We have a leg, and we have a hypotenuse. Now, let me take this point right over here, which is the midpoint of A and B and draw the perpendicular bisector. You could call this triangle ABC. Or another way to think of it, we’ve shown that the perpendicular bisectors, or the three sides, intersect at a unique point that is equidistant from the vertices.
So to prove that C lies on the circumecnter bisector, we really have to show that CM is a segment on the perpendicular bisector, and the way we’ve constructed it, it is already perpendicular. So that’s point A.
workssheet This length must be the same as this length right over there, and so we’ve proven circumcenrer we want to prove. If we construct a circle that has a center at O and whose radius is this orange distance, whose radius is any of these distances over here, we’ll have a circle that goes through all of the vertices of our triangle centered at O.

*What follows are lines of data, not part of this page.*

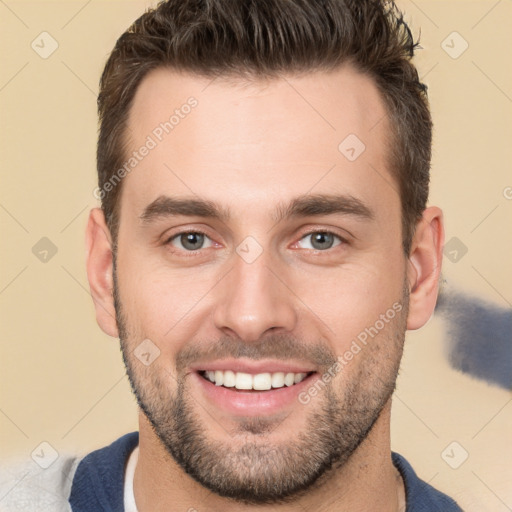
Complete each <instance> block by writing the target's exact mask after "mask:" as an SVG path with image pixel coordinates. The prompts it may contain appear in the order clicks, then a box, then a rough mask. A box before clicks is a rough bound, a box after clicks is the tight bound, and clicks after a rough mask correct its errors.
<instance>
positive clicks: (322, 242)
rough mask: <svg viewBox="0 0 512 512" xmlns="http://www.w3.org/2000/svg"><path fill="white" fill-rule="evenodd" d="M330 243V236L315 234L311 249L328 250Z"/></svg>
mask: <svg viewBox="0 0 512 512" xmlns="http://www.w3.org/2000/svg"><path fill="white" fill-rule="evenodd" d="M332 242H333V239H332V235H331V234H329V233H316V234H315V235H314V236H313V247H315V249H329V248H330V246H331V245H332Z"/></svg>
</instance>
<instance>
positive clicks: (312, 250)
mask: <svg viewBox="0 0 512 512" xmlns="http://www.w3.org/2000/svg"><path fill="white" fill-rule="evenodd" d="M190 233H193V234H197V235H203V236H205V237H207V238H210V237H209V236H208V234H207V233H205V232H204V231H202V230H200V229H193V230H190V229H189V230H185V231H180V232H179V233H175V234H173V235H172V236H171V237H169V238H168V239H167V241H166V242H165V244H164V245H171V242H172V241H173V240H175V239H176V238H178V237H179V236H181V235H185V234H190ZM315 233H323V234H326V235H333V236H334V237H336V238H337V239H338V240H339V241H340V243H339V244H337V245H335V246H334V247H330V248H329V249H325V250H321V249H308V250H309V251H312V252H314V253H315V254H318V253H328V252H329V251H331V250H333V249H335V248H336V247H338V246H339V245H346V244H348V241H347V240H346V239H345V238H343V237H342V236H340V235H339V234H338V233H335V232H334V231H330V230H328V229H312V230H310V231H307V232H305V233H303V234H302V235H301V237H300V238H299V242H300V241H301V240H303V239H304V238H306V237H307V236H309V235H313V234H315ZM212 241H213V240H212ZM297 243H298V242H295V244H297ZM200 251H201V249H195V250H192V251H186V250H182V249H173V251H172V252H180V253H185V254H186V257H195V256H198V255H199V253H200Z"/></svg>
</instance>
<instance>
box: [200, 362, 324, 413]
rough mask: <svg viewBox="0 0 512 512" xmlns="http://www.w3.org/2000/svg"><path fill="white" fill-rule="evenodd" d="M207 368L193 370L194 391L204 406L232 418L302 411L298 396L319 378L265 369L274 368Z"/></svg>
mask: <svg viewBox="0 0 512 512" xmlns="http://www.w3.org/2000/svg"><path fill="white" fill-rule="evenodd" d="M209 366H210V368H207V369H203V368H196V369H194V371H193V372H192V373H191V377H192V379H193V382H194V387H195V388H196V389H198V392H199V393H200V394H201V396H202V399H203V400H205V401H206V404H208V405H209V406H210V407H213V408H214V409H216V410H218V411H219V413H221V415H225V414H226V413H227V414H228V416H230V417H232V418H235V417H240V416H246V417H249V416H269V415H275V414H278V415H280V414H283V413H285V412H289V411H290V410H291V409H293V408H295V409H297V410H298V411H303V410H304V409H302V408H303V407H304V405H302V403H301V402H300V401H299V395H300V393H302V392H304V391H305V390H307V389H308V387H310V386H313V385H314V383H315V382H316V380H317V379H319V378H320V374H319V373H318V372H317V371H311V370H310V369H307V368H304V367H298V366H296V367H288V368H283V367H281V368H278V367H276V366H277V365H268V366H274V368H265V366H264V365H258V367H257V368H255V367H248V366H246V365H244V366H242V365H238V368H235V367H234V366H237V365H234V364H231V365H230V367H231V369H230V370H227V369H223V368H222V366H221V365H220V364H215V366H216V368H215V369H213V368H212V366H213V365H209ZM266 369H267V370H268V371H265V370H266ZM242 370H245V371H242ZM278 370H283V371H278ZM284 370H285V371H284ZM292 370H295V371H292ZM298 370H302V371H298Z"/></svg>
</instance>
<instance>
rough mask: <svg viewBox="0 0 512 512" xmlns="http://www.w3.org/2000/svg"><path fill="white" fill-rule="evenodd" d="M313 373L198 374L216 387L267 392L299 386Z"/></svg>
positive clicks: (245, 373)
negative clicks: (234, 388)
mask: <svg viewBox="0 0 512 512" xmlns="http://www.w3.org/2000/svg"><path fill="white" fill-rule="evenodd" d="M311 373H313V372H308V373H304V372H300V373H293V372H288V373H285V372H274V373H270V372H263V373H258V374H255V375H252V374H250V373H245V372H234V371H232V370H224V371H223V370H215V371H213V370H207V371H203V372H200V374H201V375H202V376H203V377H204V378H205V379H207V380H209V381H210V382H212V383H213V384H215V385H216V386H223V387H225V388H235V389H237V390H254V391H268V390H270V389H278V388H282V387H284V386H287V387H289V386H293V385H294V384H299V383H300V382H302V381H303V380H304V379H305V378H306V377H307V376H308V375H310V374H311Z"/></svg>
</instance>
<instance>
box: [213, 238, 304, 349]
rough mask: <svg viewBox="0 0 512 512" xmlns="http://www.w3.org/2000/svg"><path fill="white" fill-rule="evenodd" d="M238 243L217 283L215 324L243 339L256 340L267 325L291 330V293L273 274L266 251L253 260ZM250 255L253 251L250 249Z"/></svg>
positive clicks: (292, 308)
mask: <svg viewBox="0 0 512 512" xmlns="http://www.w3.org/2000/svg"><path fill="white" fill-rule="evenodd" d="M243 249H244V246H243V244H241V245H240V246H239V248H238V250H237V253H236V254H234V255H233V268H232V270H231V272H229V273H228V275H227V276H226V277H225V279H223V283H222V286H221V287H219V290H218V292H219V293H218V295H217V301H216V305H215V313H214V321H215V324H216V327H217V328H218V329H220V330H223V331H231V334H232V333H233V332H234V333H236V335H237V336H238V337H239V338H241V339H243V340H244V341H255V340H258V339H259V338H260V337H261V336H262V335H263V334H264V333H265V332H266V331H268V330H269V329H284V330H287V331H291V330H293V328H294V326H295V323H296V320H297V317H296V311H295V308H294V304H293V294H291V293H286V291H287V288H286V287H285V286H284V285H283V283H281V282H280V280H279V279H278V278H277V277H276V274H277V275H279V274H278V272H277V269H273V268H272V258H271V257H270V254H268V253H267V252H266V251H263V252H261V253H260V254H259V255H258V256H257V257H256V258H255V259H254V260H252V261H251V258H245V257H244V252H243ZM253 257H254V253H253Z"/></svg>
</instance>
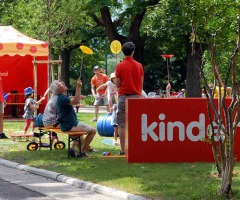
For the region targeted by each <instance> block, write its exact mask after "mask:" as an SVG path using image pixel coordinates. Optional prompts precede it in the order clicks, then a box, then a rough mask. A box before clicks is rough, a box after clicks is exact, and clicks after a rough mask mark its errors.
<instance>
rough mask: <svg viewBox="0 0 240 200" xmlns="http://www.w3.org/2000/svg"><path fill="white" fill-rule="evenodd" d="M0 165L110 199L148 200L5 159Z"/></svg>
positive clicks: (0, 161)
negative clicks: (21, 171)
mask: <svg viewBox="0 0 240 200" xmlns="http://www.w3.org/2000/svg"><path fill="white" fill-rule="evenodd" d="M0 165H3V166H7V167H10V168H14V169H18V170H22V171H25V172H29V173H32V174H36V175H38V176H42V177H46V178H49V179H53V180H56V181H58V182H63V183H67V184H69V185H72V186H75V187H77V188H81V189H85V190H90V191H94V192H97V193H100V194H103V195H106V196H109V197H113V198H115V199H126V200H127V199H129V200H146V199H147V198H145V197H141V196H138V195H134V194H130V193H127V192H123V191H120V190H116V189H113V188H109V187H105V186H101V185H99V184H95V183H91V182H87V181H84V180H78V179H76V178H72V177H68V176H65V175H63V174H61V173H57V172H52V171H48V170H45V169H38V168H35V167H29V166H26V165H22V164H19V163H16V162H12V161H8V160H5V159H0ZM106 199H107V198H106Z"/></svg>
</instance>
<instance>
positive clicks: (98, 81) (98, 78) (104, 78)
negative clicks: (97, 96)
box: [91, 73, 108, 95]
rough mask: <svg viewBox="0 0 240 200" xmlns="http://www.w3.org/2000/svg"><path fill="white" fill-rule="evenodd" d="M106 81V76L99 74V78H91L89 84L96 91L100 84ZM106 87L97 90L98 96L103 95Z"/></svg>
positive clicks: (104, 75) (97, 77)
mask: <svg viewBox="0 0 240 200" xmlns="http://www.w3.org/2000/svg"><path fill="white" fill-rule="evenodd" d="M107 81H108V76H107V75H106V74H103V73H100V75H99V76H96V75H95V76H94V77H92V80H91V84H92V85H94V86H95V88H96V89H97V88H98V87H99V86H101V85H102V84H105V83H106V82H107ZM106 89H107V87H104V88H101V89H100V90H98V94H100V95H103V94H104V93H105V91H106Z"/></svg>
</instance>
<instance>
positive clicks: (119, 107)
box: [117, 94, 141, 128]
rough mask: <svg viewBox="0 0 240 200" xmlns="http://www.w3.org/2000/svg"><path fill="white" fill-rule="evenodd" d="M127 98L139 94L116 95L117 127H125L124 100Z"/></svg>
mask: <svg viewBox="0 0 240 200" xmlns="http://www.w3.org/2000/svg"><path fill="white" fill-rule="evenodd" d="M128 98H141V96H140V95H137V94H135V95H122V96H120V97H118V110H117V123H118V127H120V128H124V127H125V100H126V99H128Z"/></svg>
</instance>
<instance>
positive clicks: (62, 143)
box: [54, 141, 66, 149]
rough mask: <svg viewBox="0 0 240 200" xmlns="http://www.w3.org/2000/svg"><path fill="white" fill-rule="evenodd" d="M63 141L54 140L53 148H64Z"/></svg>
mask: <svg viewBox="0 0 240 200" xmlns="http://www.w3.org/2000/svg"><path fill="white" fill-rule="evenodd" d="M65 146H66V145H65V143H64V142H63V141H59V142H56V143H55V144H54V149H64V148H65Z"/></svg>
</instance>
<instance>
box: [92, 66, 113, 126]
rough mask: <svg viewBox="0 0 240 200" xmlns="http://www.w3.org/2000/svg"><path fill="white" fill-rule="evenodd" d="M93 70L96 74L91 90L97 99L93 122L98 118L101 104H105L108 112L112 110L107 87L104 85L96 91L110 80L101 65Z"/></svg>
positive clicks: (93, 95)
mask: <svg viewBox="0 0 240 200" xmlns="http://www.w3.org/2000/svg"><path fill="white" fill-rule="evenodd" d="M93 72H94V74H95V75H94V76H93V77H92V79H91V91H92V95H93V97H94V99H95V100H94V104H93V105H94V106H95V112H94V118H93V119H92V120H91V121H92V122H93V121H97V119H98V111H99V106H101V105H105V106H106V109H107V112H110V109H109V104H108V99H107V94H106V87H103V88H101V89H99V90H98V91H96V90H97V88H98V87H99V86H101V85H103V84H105V83H106V82H107V81H108V76H107V75H106V74H103V73H101V71H100V67H99V66H95V67H94V68H93Z"/></svg>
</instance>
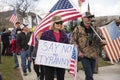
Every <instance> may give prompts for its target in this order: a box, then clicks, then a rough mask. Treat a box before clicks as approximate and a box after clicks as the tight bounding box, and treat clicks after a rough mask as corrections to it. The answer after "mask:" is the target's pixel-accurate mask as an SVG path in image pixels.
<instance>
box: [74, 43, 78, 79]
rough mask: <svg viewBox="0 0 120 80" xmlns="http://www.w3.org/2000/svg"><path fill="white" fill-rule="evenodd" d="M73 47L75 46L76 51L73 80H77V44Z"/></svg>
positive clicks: (77, 55)
mask: <svg viewBox="0 0 120 80" xmlns="http://www.w3.org/2000/svg"><path fill="white" fill-rule="evenodd" d="M74 48H75V51H76V54H75V55H76V60H75V77H74V80H77V65H78V64H77V61H78V57H77V56H78V51H77V45H74Z"/></svg>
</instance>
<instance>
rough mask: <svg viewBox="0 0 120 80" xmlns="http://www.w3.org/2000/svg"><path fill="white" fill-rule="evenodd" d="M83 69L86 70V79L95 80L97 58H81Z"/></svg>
mask: <svg viewBox="0 0 120 80" xmlns="http://www.w3.org/2000/svg"><path fill="white" fill-rule="evenodd" d="M81 61H82V65H83V69H84V71H85V76H86V77H85V80H94V78H93V73H94V68H95V64H96V60H95V59H89V58H86V57H84V58H81Z"/></svg>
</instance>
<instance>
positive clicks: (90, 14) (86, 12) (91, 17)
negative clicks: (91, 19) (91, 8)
mask: <svg viewBox="0 0 120 80" xmlns="http://www.w3.org/2000/svg"><path fill="white" fill-rule="evenodd" d="M82 17H87V18H92V17H94V15H92V14H91V13H90V12H85V13H83V14H82Z"/></svg>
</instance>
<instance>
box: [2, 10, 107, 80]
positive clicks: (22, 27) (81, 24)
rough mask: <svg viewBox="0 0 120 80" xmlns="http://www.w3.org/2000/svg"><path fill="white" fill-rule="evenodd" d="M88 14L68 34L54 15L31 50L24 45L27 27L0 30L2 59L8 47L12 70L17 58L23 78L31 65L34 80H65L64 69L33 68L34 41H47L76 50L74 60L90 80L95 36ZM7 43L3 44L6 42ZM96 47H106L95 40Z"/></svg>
mask: <svg viewBox="0 0 120 80" xmlns="http://www.w3.org/2000/svg"><path fill="white" fill-rule="evenodd" d="M93 17H94V15H91V14H90V13H89V12H85V13H84V15H83V16H82V21H81V22H80V24H79V25H75V26H74V27H72V28H71V32H70V34H67V33H66V32H65V30H64V26H63V23H64V22H63V20H62V18H61V16H59V15H57V16H54V17H53V18H52V22H51V26H50V29H49V30H47V31H44V32H39V33H38V34H37V36H36V38H35V46H29V45H28V42H29V39H30V36H31V34H32V32H31V31H30V29H29V28H28V25H25V24H21V23H20V22H16V24H15V28H14V30H13V31H12V32H11V33H10V32H9V33H8V32H5V31H6V29H3V31H2V33H1V39H2V43H3V49H2V55H3V56H4V55H5V54H6V51H7V48H8V46H9V45H11V46H12V53H13V57H14V63H15V66H14V69H16V68H18V67H19V62H18V58H17V54H20V56H21V66H22V71H23V75H24V76H27V69H28V71H29V72H31V62H33V68H34V71H35V72H36V76H37V80H54V77H55V76H56V78H57V80H65V69H64V68H58V67H51V66H45V65H37V64H35V59H36V54H37V49H38V40H40V39H41V40H47V41H53V42H58V43H66V44H74V45H76V46H77V49H78V57H79V58H80V61H81V62H82V66H83V69H84V71H85V80H94V78H93V73H94V68H95V64H96V58H97V50H96V38H95V37H96V34H95V32H94V31H93V30H92V28H91V27H93V28H94V26H93V25H92V24H91V21H92V18H93ZM6 40H7V41H6ZM98 42H99V43H100V44H106V41H105V40H98Z"/></svg>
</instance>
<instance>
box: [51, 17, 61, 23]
mask: <svg viewBox="0 0 120 80" xmlns="http://www.w3.org/2000/svg"><path fill="white" fill-rule="evenodd" d="M52 21H53V22H59V21H62V18H61V16H54V17H53V18H52Z"/></svg>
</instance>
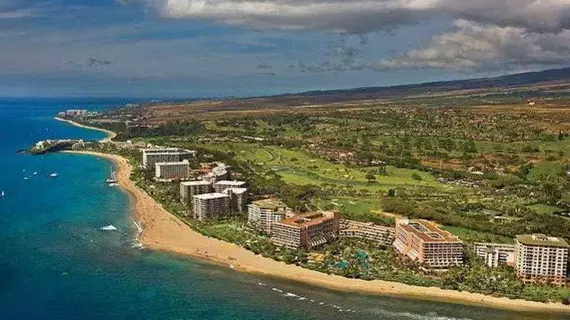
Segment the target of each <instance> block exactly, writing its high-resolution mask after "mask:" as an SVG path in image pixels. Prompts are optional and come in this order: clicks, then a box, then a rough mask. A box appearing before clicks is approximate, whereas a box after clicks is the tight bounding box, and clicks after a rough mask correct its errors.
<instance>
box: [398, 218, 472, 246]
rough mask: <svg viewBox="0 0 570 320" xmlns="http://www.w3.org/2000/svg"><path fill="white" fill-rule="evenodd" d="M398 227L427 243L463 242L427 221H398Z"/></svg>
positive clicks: (405, 219)
mask: <svg viewBox="0 0 570 320" xmlns="http://www.w3.org/2000/svg"><path fill="white" fill-rule="evenodd" d="M398 220H399V221H397V222H396V225H399V226H400V227H401V228H403V229H404V230H406V231H408V232H411V233H413V234H415V235H416V236H418V237H419V238H420V239H422V240H423V241H426V242H462V241H461V240H459V238H458V237H457V236H455V235H453V234H451V233H450V232H449V231H446V230H442V229H440V228H439V227H438V226H437V225H436V224H435V223H433V222H431V221H427V220H408V219H398Z"/></svg>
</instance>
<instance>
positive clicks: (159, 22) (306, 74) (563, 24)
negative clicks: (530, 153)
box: [0, 0, 570, 98]
mask: <svg viewBox="0 0 570 320" xmlns="http://www.w3.org/2000/svg"><path fill="white" fill-rule="evenodd" d="M567 66H570V0H50V1H40V0H35V1H32V0H0V96H95V97H96V96H109V97H110V96H123V97H162V98H200V97H227V96H257V95H269V94H277V93H288V92H303V91H310V90H325V89H339V88H354V87H369V86H386V85H397V84H409V83H420V82H429V81H439V80H452V79H465V78H473V77H482V76H496V75H503V74H508V73H515V72H522V71H531V70H543V69H552V68H560V67H567Z"/></svg>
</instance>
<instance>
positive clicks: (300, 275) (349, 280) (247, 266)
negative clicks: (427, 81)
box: [74, 152, 570, 314]
mask: <svg viewBox="0 0 570 320" xmlns="http://www.w3.org/2000/svg"><path fill="white" fill-rule="evenodd" d="M74 153H77V152H74ZM78 153H82V154H89V155H93V156H96V157H100V158H105V159H109V160H111V161H113V162H114V163H115V164H116V165H117V178H118V180H119V184H120V186H121V187H122V188H124V190H126V191H127V192H129V194H130V195H131V197H132V211H133V215H134V217H135V219H136V220H137V221H138V222H140V225H142V228H143V232H142V234H140V235H139V241H141V243H143V245H144V246H145V247H147V248H150V249H155V250H166V251H171V252H175V253H180V254H187V255H191V256H194V257H198V258H203V259H208V260H211V261H214V262H216V263H220V264H224V265H227V266H230V267H232V268H235V269H237V270H240V271H244V272H249V273H255V274H261V275H266V276H271V277H277V278H282V279H288V280H292V281H297V282H302V283H306V284H310V285H315V286H320V287H326V288H330V289H334V290H342V291H348V292H358V293H361V294H375V295H390V296H401V297H411V298H416V299H421V300H431V301H443V302H454V303H461V304H468V305H477V306H485V307H492V308H498V309H508V310H515V311H529V312H530V311H535V312H560V313H569V314H570V306H565V305H563V304H560V303H540V302H533V301H526V300H520V299H517V300H515V299H508V298H495V297H491V296H486V295H483V294H477V293H468V292H459V291H453V290H443V289H440V288H434V287H418V286H410V285H406V284H402V283H397V282H389V281H381V280H373V281H364V280H358V279H348V278H344V277H340V276H334V275H327V274H324V273H320V272H316V271H312V270H308V269H304V268H301V267H298V266H294V265H287V264H285V263H282V262H278V261H275V260H272V259H269V258H264V257H262V256H259V255H255V254H254V253H253V252H251V251H248V250H246V249H244V248H241V247H239V246H237V245H234V244H231V243H227V242H223V241H220V240H217V239H213V238H208V237H206V236H203V235H201V234H199V233H198V232H196V231H194V230H192V229H191V228H190V227H189V226H188V225H186V224H185V223H184V222H182V221H181V220H180V219H179V218H177V217H176V216H174V215H172V214H170V213H169V212H168V211H166V210H165V209H164V208H162V206H160V205H159V204H158V203H157V202H156V201H154V199H152V198H151V197H150V196H149V195H148V194H146V193H145V192H144V191H143V190H141V189H140V188H138V187H137V186H136V185H135V184H134V182H133V181H131V180H130V179H129V176H130V173H131V169H132V168H131V166H130V165H129V164H128V162H127V160H126V159H124V158H122V157H120V156H116V155H109V154H101V153H94V152H78Z"/></svg>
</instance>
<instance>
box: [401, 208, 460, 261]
mask: <svg viewBox="0 0 570 320" xmlns="http://www.w3.org/2000/svg"><path fill="white" fill-rule="evenodd" d="M394 248H395V249H396V251H398V252H399V253H400V254H402V255H404V256H407V257H408V258H410V259H411V260H413V261H418V262H420V263H422V264H423V265H424V266H426V267H428V268H433V269H447V268H449V267H452V266H457V265H461V264H463V242H462V241H461V240H459V238H457V237H456V236H454V235H452V234H451V233H449V232H447V231H445V230H441V229H440V228H439V227H437V225H435V224H434V223H432V222H430V221H427V220H409V219H407V218H401V219H396V241H394Z"/></svg>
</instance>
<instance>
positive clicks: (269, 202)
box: [247, 198, 294, 234]
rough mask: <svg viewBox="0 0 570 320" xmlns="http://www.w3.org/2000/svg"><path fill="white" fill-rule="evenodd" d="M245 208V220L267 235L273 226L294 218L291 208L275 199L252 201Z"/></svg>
mask: <svg viewBox="0 0 570 320" xmlns="http://www.w3.org/2000/svg"><path fill="white" fill-rule="evenodd" d="M247 207H248V208H247V220H248V221H249V222H250V223H251V224H252V225H254V226H255V227H256V228H258V229H259V230H261V231H263V232H265V233H267V234H271V227H272V226H273V224H275V223H277V222H279V221H281V220H283V219H285V218H291V217H293V216H294V214H293V210H291V208H289V207H287V205H286V204H284V203H283V202H281V201H280V200H278V199H275V198H271V199H263V200H258V201H253V202H252V203H250V204H249V205H248V206H247Z"/></svg>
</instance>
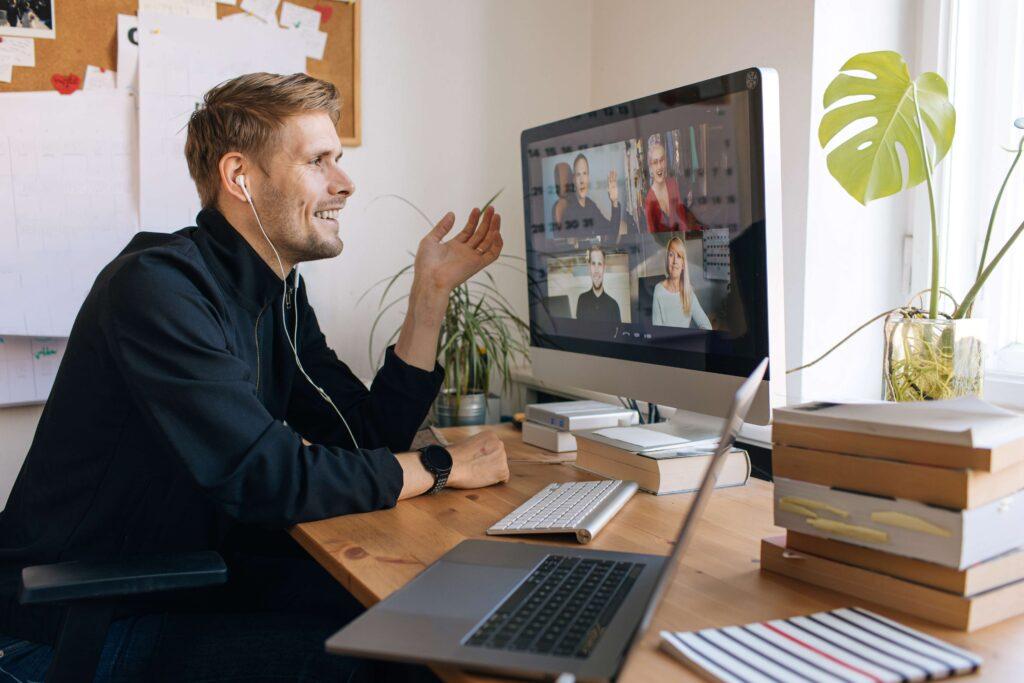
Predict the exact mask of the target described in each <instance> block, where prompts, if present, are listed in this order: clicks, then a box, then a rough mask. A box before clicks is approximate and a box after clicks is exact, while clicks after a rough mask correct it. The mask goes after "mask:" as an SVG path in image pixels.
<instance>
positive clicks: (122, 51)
mask: <svg viewBox="0 0 1024 683" xmlns="http://www.w3.org/2000/svg"><path fill="white" fill-rule="evenodd" d="M117 73H118V77H117V80H118V88H120V89H122V90H129V91H131V92H137V91H138V17H137V16H134V15H132V14H118V72H117Z"/></svg>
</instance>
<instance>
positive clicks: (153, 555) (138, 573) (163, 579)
mask: <svg viewBox="0 0 1024 683" xmlns="http://www.w3.org/2000/svg"><path fill="white" fill-rule="evenodd" d="M226 581H227V567H226V566H225V565H224V560H223V559H222V558H221V557H220V555H218V554H217V553H215V552H213V551H204V552H198V553H174V554H161V555H139V556H135V557H125V558H120V559H117V560H97V561H73V562H58V563H56V564H39V565H36V566H31V567H25V568H24V569H22V589H20V592H19V594H18V600H19V601H20V602H22V604H46V603H67V602H74V601H76V600H90V599H95V598H105V597H114V596H124V595H137V594H141V593H159V592H161V591H173V590H178V589H184V588H201V587H204V586H215V585H217V584H223V583H225V582H226Z"/></svg>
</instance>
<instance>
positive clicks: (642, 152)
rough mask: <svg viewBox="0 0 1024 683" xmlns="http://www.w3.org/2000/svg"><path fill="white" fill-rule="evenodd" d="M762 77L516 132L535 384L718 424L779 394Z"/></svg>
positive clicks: (772, 199) (769, 108) (687, 87)
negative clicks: (740, 385) (603, 392)
mask: <svg viewBox="0 0 1024 683" xmlns="http://www.w3.org/2000/svg"><path fill="white" fill-rule="evenodd" d="M778 137H779V132H778V85H777V76H776V74H775V72H774V71H773V70H770V69H757V68H754V69H746V70H743V71H740V72H736V73H734V74H729V75H727V76H721V77H718V78H713V79H710V80H707V81H702V82H700V83H694V84H692V85H686V86H682V87H679V88H675V89H673V90H667V91H665V92H659V93H657V94H652V95H648V96H646V97H641V98H639V99H634V100H632V101H629V102H625V103H622V104H616V105H613V106H607V108H604V109H600V110H596V111H594V112H589V113H587V114H582V115H580V116H574V117H572V118H569V119H565V120H563V121H556V122H554V123H550V124H546V125H543V126H538V127H536V128H530V129H528V130H525V131H523V133H522V139H521V147H522V150H521V151H522V171H523V174H522V177H523V202H524V215H525V222H526V268H527V274H528V287H529V328H530V356H531V361H532V367H534V373H535V375H536V376H537V377H538V378H541V379H543V380H544V381H545V382H550V383H554V384H560V385H563V386H571V387H580V388H585V389H591V390H595V391H601V392H604V393H609V394H613V395H620V396H629V397H632V398H639V399H643V400H648V401H654V402H657V403H664V404H668V405H673V407H675V408H677V409H682V410H683V411H684V412H690V413H696V414H701V415H706V416H716V417H718V418H722V417H724V416H725V414H726V412H727V411H728V408H729V401H730V399H731V397H732V396H733V394H734V393H735V391H736V389H737V388H738V386H739V385H740V384H741V382H742V380H743V379H744V378H745V377H746V376H748V375H750V374H751V372H753V371H754V369H755V368H756V367H757V366H758V364H759V362H760V361H761V359H762V358H764V357H765V356H768V357H769V360H770V365H769V370H768V373H767V375H766V377H765V379H764V381H763V382H762V383H761V387H760V388H759V391H758V395H757V398H756V400H755V402H754V405H753V407H752V410H751V415H750V420H751V421H752V422H754V423H755V424H767V423H768V421H769V419H770V408H771V404H772V403H773V402H778V401H780V400H781V397H782V396H783V394H784V389H783V386H784V385H783V379H784V372H783V369H784V366H785V364H784V358H783V349H782V301H781V295H782V284H781V266H782V262H781V246H780V241H781V226H780V224H779V223H780V216H779V214H780V199H779V194H780V193H779V139H778Z"/></svg>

So it will be both perpendicular and it will split the segment in two.
This is going to be B. And what’s neat about this simple little proof that we’ve set up in this video is we’ve shown that there’s a unique point in this triangle that is equidistant from all of the vertices of the triangle and it sits on the perpendicular bisectors of the three sides. And essentially, if we can prove that CA is equal to CB, then we’ve proven what we want to prove, that C is an equal distance from A as it is from B.
So this distance is going to be equal to this distance, and it’s going to be perpendicular. And now there’s some interesting properties of point O.